News

Meta poaches entire OpenAI Zurich office — three top multimodal researchers join Meta's Superintelligence Project

Jun 26, 2025

Key Points

  • Meta recruits three OpenAI researchers who founded its Zurich office and co-authored the foundational Vision Transformer paper, signaling escalating competition for multimodal AI talent.
  • Mark Zuckerberg personally courts AI researchers while OpenAI faces internal uncertainty about its strategic position within the Meta ecosystem despite substantial resources.
  • OpenAI's push for a for-profit conversion and IPO hinges on renegotiating Microsoft's controlling stake in the company, including IP rights and revenue sharing through 2030.

Summary

Meta has poached three senior OpenAI researchers—Lucas Beyer, Alexander Kolesnikov, and Shen Jia Jiao—who founded and staffed OpenAI's Zurich office. All three are multimodal AI specialists and co-authors of the original Vision Transformer paper from 2020, the foundational work that enabled models like ChatGPT to process images. They are joining Meta's newly renamed Superintelligence Project.

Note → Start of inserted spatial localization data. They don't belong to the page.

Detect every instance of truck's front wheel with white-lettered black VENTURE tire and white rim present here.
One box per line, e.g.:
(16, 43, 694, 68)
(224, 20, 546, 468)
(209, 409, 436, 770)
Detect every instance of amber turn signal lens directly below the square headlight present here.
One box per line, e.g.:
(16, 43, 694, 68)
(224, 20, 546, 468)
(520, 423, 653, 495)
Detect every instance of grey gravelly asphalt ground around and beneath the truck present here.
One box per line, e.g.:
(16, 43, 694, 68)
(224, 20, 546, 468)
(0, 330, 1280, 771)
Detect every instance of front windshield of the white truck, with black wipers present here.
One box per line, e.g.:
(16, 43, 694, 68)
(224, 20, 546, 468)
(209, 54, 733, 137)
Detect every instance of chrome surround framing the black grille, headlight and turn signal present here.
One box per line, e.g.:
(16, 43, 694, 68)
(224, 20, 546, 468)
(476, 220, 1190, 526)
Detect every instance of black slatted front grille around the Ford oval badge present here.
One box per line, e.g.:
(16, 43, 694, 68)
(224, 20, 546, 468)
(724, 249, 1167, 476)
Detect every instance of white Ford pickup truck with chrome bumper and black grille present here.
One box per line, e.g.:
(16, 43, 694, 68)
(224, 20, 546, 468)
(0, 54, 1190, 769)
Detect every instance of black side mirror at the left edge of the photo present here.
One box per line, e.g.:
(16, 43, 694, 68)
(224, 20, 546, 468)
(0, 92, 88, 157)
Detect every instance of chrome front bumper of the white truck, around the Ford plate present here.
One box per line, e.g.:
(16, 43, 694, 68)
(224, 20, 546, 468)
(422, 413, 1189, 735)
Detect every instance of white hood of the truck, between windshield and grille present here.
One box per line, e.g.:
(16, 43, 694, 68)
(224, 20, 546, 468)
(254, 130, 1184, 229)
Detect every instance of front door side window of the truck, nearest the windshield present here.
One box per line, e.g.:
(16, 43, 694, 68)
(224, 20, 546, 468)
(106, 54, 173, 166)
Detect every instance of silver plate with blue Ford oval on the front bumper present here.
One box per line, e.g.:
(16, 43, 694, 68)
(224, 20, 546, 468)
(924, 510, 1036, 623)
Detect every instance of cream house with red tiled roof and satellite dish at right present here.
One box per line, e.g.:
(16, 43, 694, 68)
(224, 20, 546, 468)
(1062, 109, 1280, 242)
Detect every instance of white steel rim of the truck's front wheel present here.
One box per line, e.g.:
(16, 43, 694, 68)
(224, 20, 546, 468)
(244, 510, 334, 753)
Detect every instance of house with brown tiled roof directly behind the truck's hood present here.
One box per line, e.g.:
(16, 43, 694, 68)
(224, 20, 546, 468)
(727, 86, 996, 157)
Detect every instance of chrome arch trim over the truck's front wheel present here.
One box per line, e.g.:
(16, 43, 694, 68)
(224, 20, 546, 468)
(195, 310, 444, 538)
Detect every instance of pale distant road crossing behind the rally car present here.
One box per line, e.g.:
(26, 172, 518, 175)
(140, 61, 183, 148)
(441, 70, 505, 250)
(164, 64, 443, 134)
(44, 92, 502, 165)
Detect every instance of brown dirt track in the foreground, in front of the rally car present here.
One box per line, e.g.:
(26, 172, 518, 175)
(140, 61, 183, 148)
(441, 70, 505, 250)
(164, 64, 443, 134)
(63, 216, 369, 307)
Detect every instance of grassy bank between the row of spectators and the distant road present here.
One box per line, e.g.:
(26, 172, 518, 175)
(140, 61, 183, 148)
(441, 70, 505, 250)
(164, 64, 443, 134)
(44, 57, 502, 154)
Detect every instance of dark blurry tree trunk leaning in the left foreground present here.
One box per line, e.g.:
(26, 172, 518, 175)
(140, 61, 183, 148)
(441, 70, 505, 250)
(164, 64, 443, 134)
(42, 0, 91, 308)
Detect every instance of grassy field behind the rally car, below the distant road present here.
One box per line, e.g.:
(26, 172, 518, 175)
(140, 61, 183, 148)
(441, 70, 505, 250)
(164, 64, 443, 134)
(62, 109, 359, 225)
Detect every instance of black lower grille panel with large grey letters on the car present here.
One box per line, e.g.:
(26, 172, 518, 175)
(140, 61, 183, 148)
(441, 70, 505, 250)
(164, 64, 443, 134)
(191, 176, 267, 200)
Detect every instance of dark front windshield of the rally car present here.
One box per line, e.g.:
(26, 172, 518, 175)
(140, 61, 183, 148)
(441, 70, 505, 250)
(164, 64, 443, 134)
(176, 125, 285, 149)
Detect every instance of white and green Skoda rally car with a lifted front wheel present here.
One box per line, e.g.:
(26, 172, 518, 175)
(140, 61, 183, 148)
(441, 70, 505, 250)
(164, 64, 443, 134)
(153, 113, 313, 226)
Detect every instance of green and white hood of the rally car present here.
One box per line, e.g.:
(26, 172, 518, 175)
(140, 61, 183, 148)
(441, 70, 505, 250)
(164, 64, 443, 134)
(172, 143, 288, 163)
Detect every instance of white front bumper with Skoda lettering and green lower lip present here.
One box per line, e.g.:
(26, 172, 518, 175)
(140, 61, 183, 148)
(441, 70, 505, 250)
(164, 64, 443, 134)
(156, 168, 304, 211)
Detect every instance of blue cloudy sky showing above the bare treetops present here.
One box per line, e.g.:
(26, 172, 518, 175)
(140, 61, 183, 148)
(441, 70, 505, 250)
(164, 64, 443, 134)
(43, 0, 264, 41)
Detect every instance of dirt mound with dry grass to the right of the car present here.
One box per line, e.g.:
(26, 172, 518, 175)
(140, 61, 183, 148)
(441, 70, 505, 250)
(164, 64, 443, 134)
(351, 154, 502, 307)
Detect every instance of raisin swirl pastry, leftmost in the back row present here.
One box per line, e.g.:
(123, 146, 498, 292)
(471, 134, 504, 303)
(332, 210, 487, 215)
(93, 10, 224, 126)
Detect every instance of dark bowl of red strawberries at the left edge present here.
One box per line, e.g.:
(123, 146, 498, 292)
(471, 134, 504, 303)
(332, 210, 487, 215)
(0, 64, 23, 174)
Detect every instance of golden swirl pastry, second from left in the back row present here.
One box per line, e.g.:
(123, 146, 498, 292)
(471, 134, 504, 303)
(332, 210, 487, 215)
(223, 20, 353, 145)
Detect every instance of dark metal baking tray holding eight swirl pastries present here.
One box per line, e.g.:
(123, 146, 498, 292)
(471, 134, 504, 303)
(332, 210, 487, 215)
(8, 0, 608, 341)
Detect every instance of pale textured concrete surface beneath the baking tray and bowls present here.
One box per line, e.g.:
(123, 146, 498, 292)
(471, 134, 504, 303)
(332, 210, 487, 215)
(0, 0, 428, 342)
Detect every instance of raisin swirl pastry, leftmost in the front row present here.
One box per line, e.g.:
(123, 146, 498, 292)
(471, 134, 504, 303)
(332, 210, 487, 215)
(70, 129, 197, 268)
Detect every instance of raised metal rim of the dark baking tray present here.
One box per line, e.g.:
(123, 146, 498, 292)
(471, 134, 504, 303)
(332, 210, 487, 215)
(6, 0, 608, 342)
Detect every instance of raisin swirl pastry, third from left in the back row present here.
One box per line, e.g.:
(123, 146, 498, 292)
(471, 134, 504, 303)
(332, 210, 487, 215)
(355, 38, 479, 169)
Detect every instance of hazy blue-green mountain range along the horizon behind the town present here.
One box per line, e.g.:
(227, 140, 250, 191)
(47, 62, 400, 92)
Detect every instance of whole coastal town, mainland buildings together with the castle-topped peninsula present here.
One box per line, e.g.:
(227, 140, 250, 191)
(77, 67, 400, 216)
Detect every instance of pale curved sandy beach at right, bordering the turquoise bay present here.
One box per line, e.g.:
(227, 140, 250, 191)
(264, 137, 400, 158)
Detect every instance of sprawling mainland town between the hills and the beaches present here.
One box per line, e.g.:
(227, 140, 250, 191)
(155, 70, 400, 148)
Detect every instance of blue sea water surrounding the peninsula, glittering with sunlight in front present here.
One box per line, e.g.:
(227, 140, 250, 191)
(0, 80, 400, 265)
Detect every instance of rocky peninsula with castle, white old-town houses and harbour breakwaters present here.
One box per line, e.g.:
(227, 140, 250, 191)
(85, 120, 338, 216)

Beyer's path is striking. He earned his PhD in 2018 at Google Brain, where the Vision Transformer work began. He then co-led DeepMind's multimodal team from 2021 to 2024 before joining OpenAI in 2025 to launch the Zurich office. Within months, he left for Meta.

Mark Zuckerberg is recruiting directly. Instead of delegating to Meta's recruiting team, he personally texts researchers and invites them to dinner. This move puts pressure on other tech giants. Apple, Amazon, and Microsoft face questions about whether they are adequately staffed for the next generation of AI research. OpenAI appears less exposed. Sam Altman runs a dominant consumer app with solid internal momentum and has hired talent at a rate comparable to Meta. The strategic advantage lies in clarity. OpenAI's teams understand they are building what could become a new tech giant. Meta's researchers, despite substantial resources, operate under ambiguity about how AI fits into the broader Meta ecosystem.

Beyer denied reports of a $100 million signing bonus but did not disclose his actual compensation.

The talent raid coincides with turbulence between OpenAI and Microsoft. OpenAI is pursuing a for-profit conversion and potential IPO, which requires Microsoft's approval. Microsoft holds IP rights to all OpenAI models until 2030 and takes 20% of revenue off the top. OpenAI wants to waive the AGI clause, end Microsoft's IP rights, and replace the revenue share with royalties plus equity. Microsoft has signaled reluctance. OpenAI is reportedly considering an antitrust accusation against Microsoft as leverage, though leaking such a nuclear option suggests internal desperation.

Microsoft's position is complex. As a multi-hundred-billion-dollar company negotiating with a multi-trillion-dollar conglomerate, it is not bound by venture capital norms around founder friendliness. Yet Microsoft took genuine risk by pulling forward billions in GPU credits to fund OpenAI's growth. Whether Microsoft should renegotiate depends on fiduciary duty to maximize net present value of the partnership. One framework suggests Microsoft should allow the for-profit conversion in exchange for exclusivity on the OpenAI API for enterprise clients, trading consumer-facing revenue exposure for guaranteed B2B control.